Thursday, January 31, 2008 So: Terra cotta kids By Michelle P. So Caught in the Net
IN a way it was an offering to the Santo Niño, whose feast the Ilonggos hold every fourth weekend of January, right after the weekend Cebuanos celebrate the pista sa Niño. Sinulog is to Cebu as Dinagyang is to Iloilo.
In the margins of Barangay Sooc in the Arevalo district of Iloilo city lies a community of young terra cotta makers. They live in colorful houses with mini gardens. In one of these houses, a blue one, the products of their creativity and energy are put on display and wait to be converted to money.
Mermaids, pineapple faces, funny face bowls, totem figures and animals show crevices and indentions done by small hands. Gray-colored for now, the ceramic clay sculptures tell of hopes and dreams of a community of poor folks. Their aspirations are slowly being realized with the help of PLDT-Smart and Gawad Kalinga, which have provided them with the colorful houses and the training for terracotta making.

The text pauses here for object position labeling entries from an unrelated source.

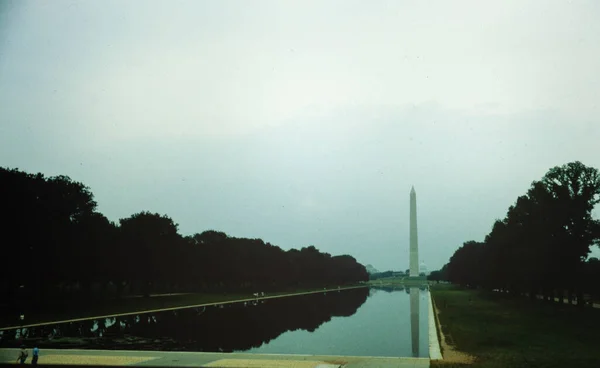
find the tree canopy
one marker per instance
(62, 246)
(541, 246)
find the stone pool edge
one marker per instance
(205, 359)
(434, 344)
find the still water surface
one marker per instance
(360, 322)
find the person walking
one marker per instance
(22, 355)
(35, 355)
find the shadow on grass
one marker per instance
(505, 331)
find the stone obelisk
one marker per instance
(414, 241)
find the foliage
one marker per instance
(540, 247)
(62, 247)
(501, 331)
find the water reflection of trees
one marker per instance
(227, 328)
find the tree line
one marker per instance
(542, 245)
(60, 245)
(225, 328)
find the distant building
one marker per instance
(423, 269)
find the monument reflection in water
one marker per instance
(291, 325)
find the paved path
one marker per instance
(192, 359)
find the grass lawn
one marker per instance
(502, 331)
(138, 305)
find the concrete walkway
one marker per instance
(193, 359)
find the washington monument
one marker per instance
(414, 241)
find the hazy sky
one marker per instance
(304, 122)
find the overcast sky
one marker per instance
(304, 122)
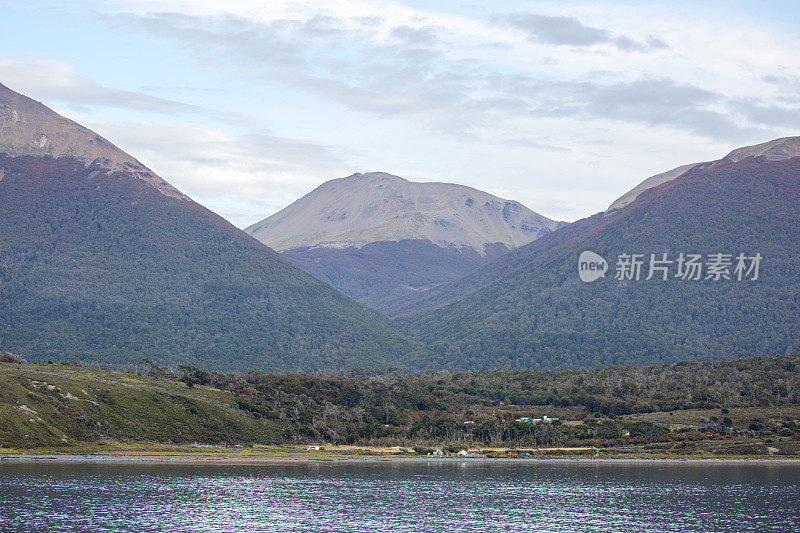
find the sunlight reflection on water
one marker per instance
(402, 497)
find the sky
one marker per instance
(563, 106)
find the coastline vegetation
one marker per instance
(739, 408)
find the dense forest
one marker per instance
(102, 266)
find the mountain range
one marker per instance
(103, 261)
(529, 309)
(378, 237)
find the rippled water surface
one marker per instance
(397, 496)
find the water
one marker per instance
(446, 496)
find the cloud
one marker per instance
(243, 176)
(569, 31)
(410, 71)
(59, 81)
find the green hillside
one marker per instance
(102, 266)
(723, 406)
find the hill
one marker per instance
(104, 260)
(530, 309)
(670, 410)
(377, 237)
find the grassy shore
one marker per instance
(56, 410)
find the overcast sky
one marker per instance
(563, 106)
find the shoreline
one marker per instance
(21, 458)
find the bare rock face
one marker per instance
(775, 150)
(378, 207)
(29, 128)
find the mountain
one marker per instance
(103, 261)
(529, 309)
(776, 150)
(377, 237)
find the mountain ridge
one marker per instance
(373, 207)
(101, 265)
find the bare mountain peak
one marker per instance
(377, 206)
(775, 150)
(29, 128)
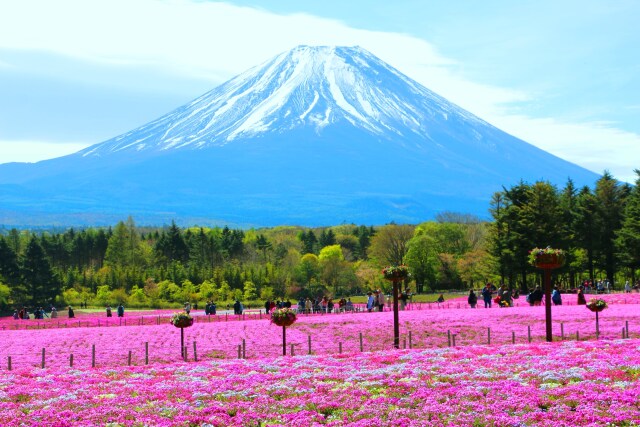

On the Friday that the terra cotta house was blessed, almost everyone was in the playful mood that the Holy Child is said to possess during his feast. Mothers and fathers danced to compete and children danced to have fun. The choreography didn’t matter because the dances looked the same, except for the execution. It was tender to see children, acting as choreographers, discreetly prompting their stiff parents their moves.
The next day, the children danced again but this time in the streets downtown and to the Dinagyang drumbeats. The streets were once their playground. Some mothers danced too and the First Lady of Iloilo City, Rosalie Trenas was with them to shuffle her feet as well. They were a non-competing contingent but they danced from the heart and with pride.
It was an occasion of offerings and intentions. The dance was an offering, just like the Sinulog. The children, painted on the faces and wearing yellow shirts and shoes, tried to put up some showmanship by timing their moves in whispers. Somewhere between the feet shuffling and arm raising came the cries of supplication to the Santo Niño. It was a longer cry than the Sinulog’s Pit Senyor!
The terra cotta children of Sooc are proud of their work and of their colorful houses. Some of them have been sent to Dumaguete and Baguio cities for training. The novelty of airplanes, long bus rides, showers and strange quarters stayed in their senses long after their return to Sooc. They are being tutored by the 1998 Philip Morris Art awardee PG Zoluaga, a painter and sculptor who speaks their language and knows their culture.
Bringing out the creativity in children of deprived communities such as the ones in Sooc in Iloilo and in Banglos in General Nakar in Luzon is a laudable Smart and GK endeavor. The focus is not so much on how their output can earn them money but on how they can express themselves and be productively different from other children.
The young and budding sculptors of ceramic clay (Iloilo) and driftwood (Banglos) possess dignity and pride. They may not be going to good schools, they may hardly speak and understand English, they may be dark-skinned from being exposed to the sun more than usual, but they know what they can do.